Insensitive. Incoherent. Blundering. Tone deaf. Morally incomprehensible. Historically illiterate.
All of these are ways we can describe White House Press Secretary Sean Spicer’s comments Tuesday in which he declared Syrian Pres. Bashar Assad actions worse than Hitler since:
You know, you had someone as despicable as Hitler who didn’t even sink to using chemical weapons.
Spicer has been pilloried, and rightly so, for apparently forgetting that Hitler was more than happy to use chemical weapons, just to exterminate concentrate camp (which Spicer stumblingly referred to as “Holocaust centers”) inmates in the millions.
But here’s another inconvenient historical truth that Spicer clearly didn’t know but that deserves highlighting: Sarin gas, the nerve agent dropped by Assad’s forces on a rebel-held town in Idlib Province, was first developed in 1938 by German scientists working for the chemical giant IG Farben.
As historian Richard Evans notes in the final volume of his magisterial trilogy on the rise and ultimate defeat of the Third Reich, the compound was named in honor of its discoverers: Schrader, Ambros, Ritter, and von der Linde. In mid-1939 the formula for sarin was turned over to the chemical warfare section of the Wehrmacht’s weapons office, which ordered mass production for wartime use.
While it is true that Hitler never ordered the use of chemical weapons against the Allies on the Western Front (chemical agents, though not nerve gas, was used in several battles against Soviet forces on the Eastern Front), sarin and other nerve gases were manufactured at factories which used concentration camp prisoners as slave laborers. Prisoners were also used to test the effectiveness of the agents.
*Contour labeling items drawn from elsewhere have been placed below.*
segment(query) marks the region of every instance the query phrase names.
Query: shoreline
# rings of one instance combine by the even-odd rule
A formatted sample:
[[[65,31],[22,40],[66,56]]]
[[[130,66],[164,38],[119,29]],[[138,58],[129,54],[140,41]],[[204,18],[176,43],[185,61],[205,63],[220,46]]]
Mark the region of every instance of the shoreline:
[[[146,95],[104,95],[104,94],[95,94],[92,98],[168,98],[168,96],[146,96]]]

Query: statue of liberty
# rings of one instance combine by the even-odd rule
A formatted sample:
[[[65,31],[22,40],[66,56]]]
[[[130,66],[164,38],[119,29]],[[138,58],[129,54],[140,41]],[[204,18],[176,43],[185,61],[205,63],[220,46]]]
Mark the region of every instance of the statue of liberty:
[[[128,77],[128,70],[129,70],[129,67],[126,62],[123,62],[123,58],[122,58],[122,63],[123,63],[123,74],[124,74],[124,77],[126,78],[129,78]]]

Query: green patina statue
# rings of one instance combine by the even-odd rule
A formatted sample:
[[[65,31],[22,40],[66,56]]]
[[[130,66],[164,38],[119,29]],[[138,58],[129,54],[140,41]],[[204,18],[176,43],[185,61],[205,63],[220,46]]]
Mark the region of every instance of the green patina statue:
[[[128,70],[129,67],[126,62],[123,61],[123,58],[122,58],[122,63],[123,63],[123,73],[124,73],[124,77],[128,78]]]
Otto Ambros, one of the developers of sarin, went on to become the Nazis’ chief chemical weapons expert. He was convicted at the Nuremberg tribunals for experimenting on concentration camp inmates and overseeing one of the factories at the Auschwitz complex.
He was sentenced to eight years in prison. After his release from prison in 1952 he worked as a consultant for several American chemical companies, including R.W. Grace and Dow Chemical.
Oh yeah. He also consulted for the U.S. Army Chemical Corps.